The contribution, which will go to UNRWA‘s General Fund for core services for the period 2014-2016, was announced on Wednesday at a ceremony attended by EU Foreign Affairs Chief Catherine Ashton and UNRWA Commissioner-General Pierre Krahenbühl.
“The European Union remains a steadfast partner for Palestine refugees amid the uncertainty of the Middle East right now,” he said at the ceremony in Brussels, according to the EU-funded ENPI Information and Communication Support Project.
“The European Union’s continuing support to UNRWA is a key element in our strategy to promote stability in the Middle East and facilitate the parties’ quest for peace,” said Ashton.
Ashton and Krahenbühl signed a joint declaration on EU support for UNRWA — an acronym for the United Nations Relief and Works Agency for Palestine Refugees — in which the European Union pledged the new sum.
The United States is also a major donor to UNRWA, having contributed close to $300 million in 2013.
Founded in 1949, UNRWA provides social, welfare and medical services to approximately five million Palestinian Arabs who were displaced during the first Israeli-Arab war of 1948, or are descended from Palestinian Arabs who were displaced in the conflict.

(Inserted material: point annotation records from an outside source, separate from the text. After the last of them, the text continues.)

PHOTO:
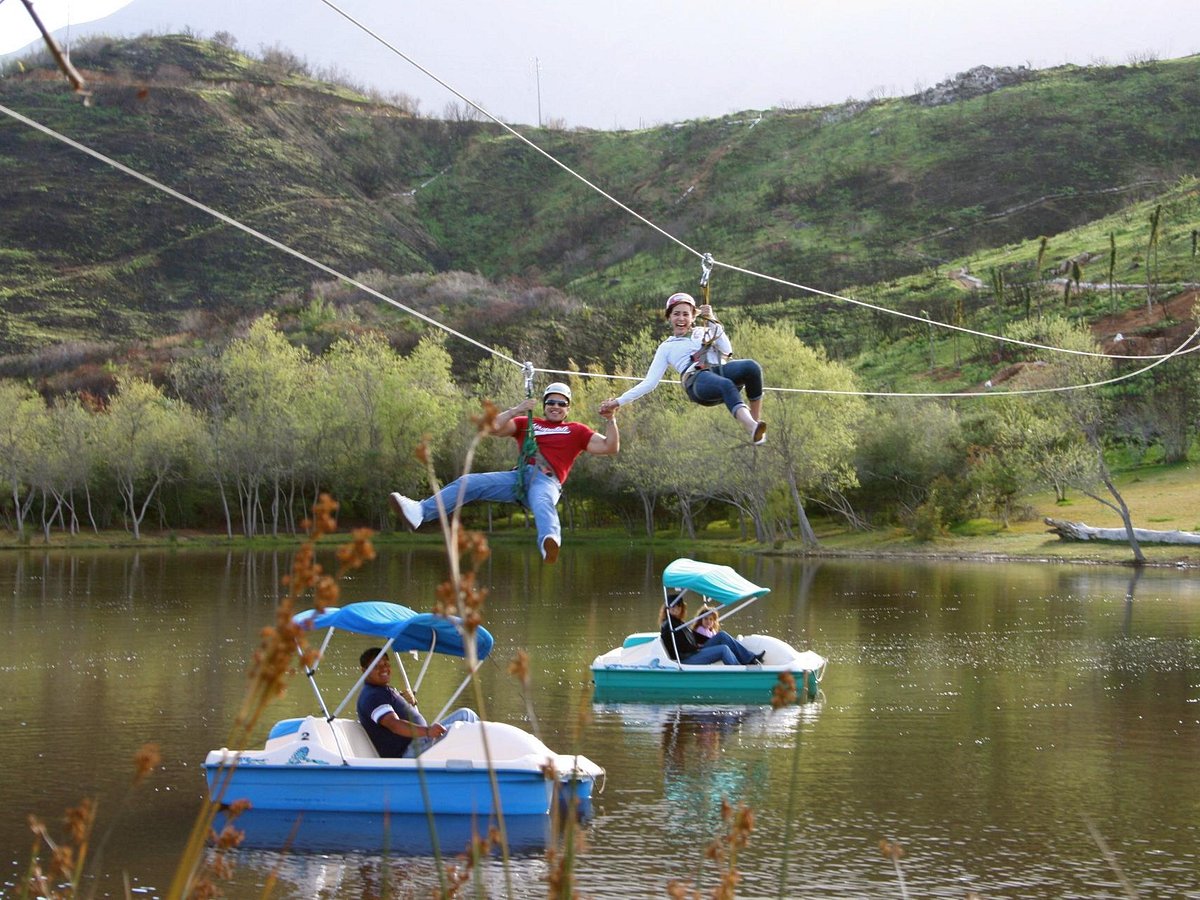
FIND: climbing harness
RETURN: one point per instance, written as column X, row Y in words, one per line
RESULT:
column 529, row 445
column 702, row 359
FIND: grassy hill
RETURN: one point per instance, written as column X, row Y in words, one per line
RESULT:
column 882, row 199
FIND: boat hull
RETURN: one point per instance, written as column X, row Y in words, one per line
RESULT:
column 640, row 670
column 364, row 789
column 318, row 766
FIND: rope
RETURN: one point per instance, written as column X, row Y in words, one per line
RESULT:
column 707, row 262
column 529, row 445
column 949, row 395
column 247, row 229
column 509, row 129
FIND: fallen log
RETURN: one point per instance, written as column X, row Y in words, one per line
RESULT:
column 1080, row 532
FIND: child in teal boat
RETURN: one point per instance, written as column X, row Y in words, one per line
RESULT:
column 681, row 641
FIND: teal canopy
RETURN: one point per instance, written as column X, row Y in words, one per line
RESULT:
column 409, row 629
column 717, row 582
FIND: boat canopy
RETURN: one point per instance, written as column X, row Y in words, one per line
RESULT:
column 717, row 582
column 409, row 630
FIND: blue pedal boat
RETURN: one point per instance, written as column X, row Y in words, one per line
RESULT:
column 642, row 670
column 325, row 763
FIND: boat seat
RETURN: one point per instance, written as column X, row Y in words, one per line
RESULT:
column 354, row 738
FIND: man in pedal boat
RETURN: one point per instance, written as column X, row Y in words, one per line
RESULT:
column 394, row 725
column 701, row 357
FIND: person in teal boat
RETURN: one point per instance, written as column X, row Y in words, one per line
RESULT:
column 390, row 720
column 681, row 642
column 707, row 625
column 702, row 355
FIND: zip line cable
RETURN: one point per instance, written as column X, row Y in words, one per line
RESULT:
column 708, row 257
column 247, row 229
column 508, row 127
column 372, row 292
column 947, row 325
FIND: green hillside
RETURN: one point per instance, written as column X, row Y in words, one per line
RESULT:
column 881, row 199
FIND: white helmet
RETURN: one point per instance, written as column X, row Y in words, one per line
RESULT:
column 557, row 388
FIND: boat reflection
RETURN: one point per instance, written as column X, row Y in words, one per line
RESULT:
column 323, row 832
column 712, row 754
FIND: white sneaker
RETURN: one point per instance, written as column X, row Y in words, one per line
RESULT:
column 408, row 511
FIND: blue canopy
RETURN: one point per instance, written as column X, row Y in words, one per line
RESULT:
column 411, row 630
column 717, row 582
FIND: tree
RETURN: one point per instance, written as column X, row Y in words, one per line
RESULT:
column 811, row 437
column 145, row 439
column 1083, row 411
column 21, row 426
column 268, row 385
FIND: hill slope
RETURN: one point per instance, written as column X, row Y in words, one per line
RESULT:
column 859, row 195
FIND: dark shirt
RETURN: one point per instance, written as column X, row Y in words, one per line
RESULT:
column 685, row 640
column 373, row 703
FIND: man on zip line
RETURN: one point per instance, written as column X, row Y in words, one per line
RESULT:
column 540, row 473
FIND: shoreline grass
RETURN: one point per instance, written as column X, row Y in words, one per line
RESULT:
column 1161, row 497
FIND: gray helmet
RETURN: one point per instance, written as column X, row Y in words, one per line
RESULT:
column 556, row 388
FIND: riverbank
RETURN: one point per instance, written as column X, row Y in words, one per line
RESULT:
column 1159, row 497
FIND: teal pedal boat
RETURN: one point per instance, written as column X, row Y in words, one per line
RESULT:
column 642, row 669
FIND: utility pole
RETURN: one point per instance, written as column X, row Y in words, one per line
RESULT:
column 537, row 69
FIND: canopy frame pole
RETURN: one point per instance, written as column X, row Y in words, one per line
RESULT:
column 736, row 609
column 455, row 695
column 425, row 666
column 666, row 607
column 311, row 672
column 361, row 678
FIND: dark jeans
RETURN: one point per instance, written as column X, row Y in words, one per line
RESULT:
column 721, row 648
column 708, row 388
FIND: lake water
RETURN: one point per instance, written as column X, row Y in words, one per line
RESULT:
column 1020, row 730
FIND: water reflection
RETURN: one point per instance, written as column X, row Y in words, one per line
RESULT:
column 375, row 833
column 975, row 713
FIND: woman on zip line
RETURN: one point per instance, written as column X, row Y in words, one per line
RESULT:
column 702, row 358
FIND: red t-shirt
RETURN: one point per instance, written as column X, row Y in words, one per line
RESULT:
column 558, row 443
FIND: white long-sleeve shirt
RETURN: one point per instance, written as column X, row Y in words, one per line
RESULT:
column 676, row 352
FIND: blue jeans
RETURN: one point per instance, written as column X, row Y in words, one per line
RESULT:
column 419, row 745
column 709, row 388
column 541, row 497
column 721, row 648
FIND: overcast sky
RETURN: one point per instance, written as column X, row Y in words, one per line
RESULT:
column 627, row 64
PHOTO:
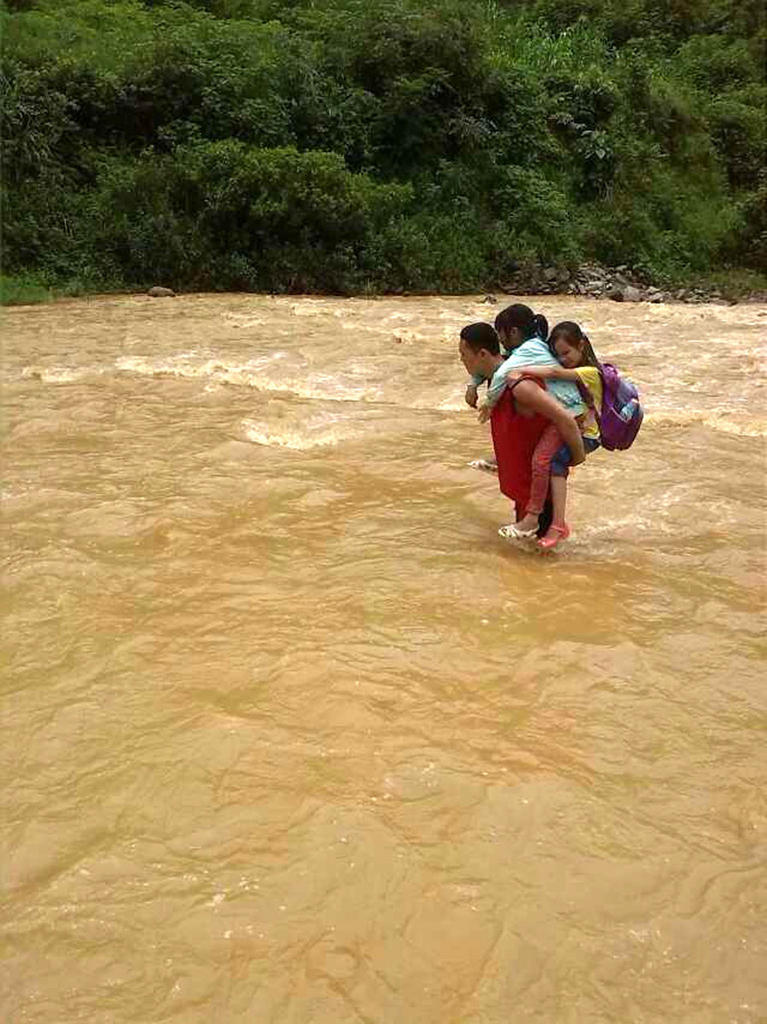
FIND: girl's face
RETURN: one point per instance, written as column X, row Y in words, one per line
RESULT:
column 568, row 353
column 510, row 338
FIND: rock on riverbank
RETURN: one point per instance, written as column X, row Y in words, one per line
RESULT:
column 620, row 284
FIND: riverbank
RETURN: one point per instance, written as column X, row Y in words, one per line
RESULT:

UNRWA provides education, welfare and medical services in Syria, Lebanon, Jordan and the Palestinian Authority.
Israel’s government works with UNRWA on a number of levels, in part because the agency’s relief helps maintain stability in the region, although Israel has clashed with the agency on a number of occasions.

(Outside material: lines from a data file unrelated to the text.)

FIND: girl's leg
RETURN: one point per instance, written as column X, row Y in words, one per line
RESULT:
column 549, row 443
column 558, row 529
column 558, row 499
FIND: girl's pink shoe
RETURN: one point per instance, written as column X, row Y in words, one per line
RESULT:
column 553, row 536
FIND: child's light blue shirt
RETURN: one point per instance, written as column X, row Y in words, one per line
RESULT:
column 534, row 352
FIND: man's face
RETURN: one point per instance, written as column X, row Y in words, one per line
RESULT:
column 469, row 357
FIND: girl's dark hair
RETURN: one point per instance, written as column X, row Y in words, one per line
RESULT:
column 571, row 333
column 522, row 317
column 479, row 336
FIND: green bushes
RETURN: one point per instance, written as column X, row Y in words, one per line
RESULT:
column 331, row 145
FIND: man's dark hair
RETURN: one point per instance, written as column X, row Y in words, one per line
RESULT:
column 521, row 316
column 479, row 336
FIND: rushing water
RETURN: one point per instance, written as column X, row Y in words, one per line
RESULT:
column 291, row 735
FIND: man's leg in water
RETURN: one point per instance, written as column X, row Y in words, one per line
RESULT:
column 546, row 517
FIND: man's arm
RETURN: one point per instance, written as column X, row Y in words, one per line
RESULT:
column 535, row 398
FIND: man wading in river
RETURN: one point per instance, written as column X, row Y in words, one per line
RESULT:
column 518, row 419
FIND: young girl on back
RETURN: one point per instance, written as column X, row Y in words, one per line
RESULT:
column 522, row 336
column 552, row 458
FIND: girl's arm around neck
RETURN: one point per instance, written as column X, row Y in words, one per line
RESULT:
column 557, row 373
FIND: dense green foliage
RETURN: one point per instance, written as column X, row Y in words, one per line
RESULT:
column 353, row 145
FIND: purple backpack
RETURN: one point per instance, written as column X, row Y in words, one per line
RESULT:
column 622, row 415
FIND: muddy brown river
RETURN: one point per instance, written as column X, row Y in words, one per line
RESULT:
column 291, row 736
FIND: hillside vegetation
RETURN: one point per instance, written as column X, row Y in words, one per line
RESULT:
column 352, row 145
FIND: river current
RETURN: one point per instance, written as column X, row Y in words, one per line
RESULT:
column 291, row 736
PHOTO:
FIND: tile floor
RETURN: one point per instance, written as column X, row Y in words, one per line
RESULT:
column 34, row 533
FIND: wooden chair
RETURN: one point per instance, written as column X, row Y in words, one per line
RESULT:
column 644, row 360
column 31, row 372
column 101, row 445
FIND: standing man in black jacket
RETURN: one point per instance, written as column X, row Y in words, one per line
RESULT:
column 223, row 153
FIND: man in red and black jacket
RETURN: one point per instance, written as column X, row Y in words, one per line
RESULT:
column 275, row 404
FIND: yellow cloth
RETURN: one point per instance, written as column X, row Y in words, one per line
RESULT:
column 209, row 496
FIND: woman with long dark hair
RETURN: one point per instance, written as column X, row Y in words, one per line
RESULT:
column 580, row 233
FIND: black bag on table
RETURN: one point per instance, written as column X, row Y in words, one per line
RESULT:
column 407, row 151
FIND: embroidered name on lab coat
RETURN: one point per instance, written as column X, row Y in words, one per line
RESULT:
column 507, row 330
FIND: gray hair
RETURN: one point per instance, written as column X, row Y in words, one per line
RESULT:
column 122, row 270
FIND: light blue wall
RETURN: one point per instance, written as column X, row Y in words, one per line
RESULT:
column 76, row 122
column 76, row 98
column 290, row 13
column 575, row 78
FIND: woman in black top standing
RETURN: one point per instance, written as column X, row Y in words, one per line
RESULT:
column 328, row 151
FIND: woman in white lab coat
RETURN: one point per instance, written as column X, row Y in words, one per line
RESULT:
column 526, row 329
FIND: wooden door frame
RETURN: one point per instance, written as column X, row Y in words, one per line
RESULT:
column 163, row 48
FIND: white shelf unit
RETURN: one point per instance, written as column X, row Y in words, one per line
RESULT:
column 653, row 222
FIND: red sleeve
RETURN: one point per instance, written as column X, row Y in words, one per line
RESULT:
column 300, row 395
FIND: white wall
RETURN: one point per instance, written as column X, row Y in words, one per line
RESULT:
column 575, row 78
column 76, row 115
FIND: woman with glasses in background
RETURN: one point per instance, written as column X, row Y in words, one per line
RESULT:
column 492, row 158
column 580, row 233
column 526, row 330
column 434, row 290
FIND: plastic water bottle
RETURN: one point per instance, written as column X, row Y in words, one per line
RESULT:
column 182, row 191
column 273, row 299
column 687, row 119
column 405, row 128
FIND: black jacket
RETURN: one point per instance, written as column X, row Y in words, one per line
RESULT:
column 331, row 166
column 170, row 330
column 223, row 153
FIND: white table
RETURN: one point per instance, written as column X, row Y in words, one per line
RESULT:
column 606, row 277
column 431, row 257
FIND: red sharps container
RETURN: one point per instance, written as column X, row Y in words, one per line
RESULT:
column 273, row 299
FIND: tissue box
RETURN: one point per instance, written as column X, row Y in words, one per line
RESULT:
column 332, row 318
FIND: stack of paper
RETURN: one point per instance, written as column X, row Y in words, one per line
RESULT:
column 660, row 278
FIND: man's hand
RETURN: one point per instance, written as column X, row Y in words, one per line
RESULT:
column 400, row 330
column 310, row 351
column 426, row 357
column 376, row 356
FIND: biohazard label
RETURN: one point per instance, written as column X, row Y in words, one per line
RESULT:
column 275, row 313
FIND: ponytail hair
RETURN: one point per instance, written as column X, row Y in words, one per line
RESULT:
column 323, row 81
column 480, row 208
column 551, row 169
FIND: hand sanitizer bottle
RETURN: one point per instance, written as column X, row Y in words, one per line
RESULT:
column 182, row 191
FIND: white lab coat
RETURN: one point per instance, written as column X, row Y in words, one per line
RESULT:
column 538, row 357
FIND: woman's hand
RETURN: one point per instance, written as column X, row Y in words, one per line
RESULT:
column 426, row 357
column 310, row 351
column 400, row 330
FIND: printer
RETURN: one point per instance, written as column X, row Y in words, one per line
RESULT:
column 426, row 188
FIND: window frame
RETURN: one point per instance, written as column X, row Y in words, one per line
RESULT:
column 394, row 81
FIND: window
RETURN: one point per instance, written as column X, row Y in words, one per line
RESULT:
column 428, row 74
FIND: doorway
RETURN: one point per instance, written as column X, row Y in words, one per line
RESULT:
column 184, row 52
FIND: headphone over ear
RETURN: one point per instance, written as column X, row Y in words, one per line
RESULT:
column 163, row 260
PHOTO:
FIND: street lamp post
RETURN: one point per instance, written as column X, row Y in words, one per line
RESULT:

In 2011, Israel’s foreign ministry accused UNRWA of helping to perpetuate the Palestinian-Israeli conflict by “not applying equal and universal principles,” claiming that its definition of refugee is more liberal than that of the Office of the United Nations High Commissioner for Refugees.
UNRWA officials say that in many cases they assist Palestinians who would otherwise be neglected by host governments. UNRWA has been a key conduit for aid, for instance, to Palestinians affected by the Syrian conflict.
Between 2007 and 2013, the European Union has provided more than $1.3 billion in support to UNRWA. In 2013, funding by European Union member states and institutions accounted for 43 percent of the U.N. organization’s budget, according to ENPI.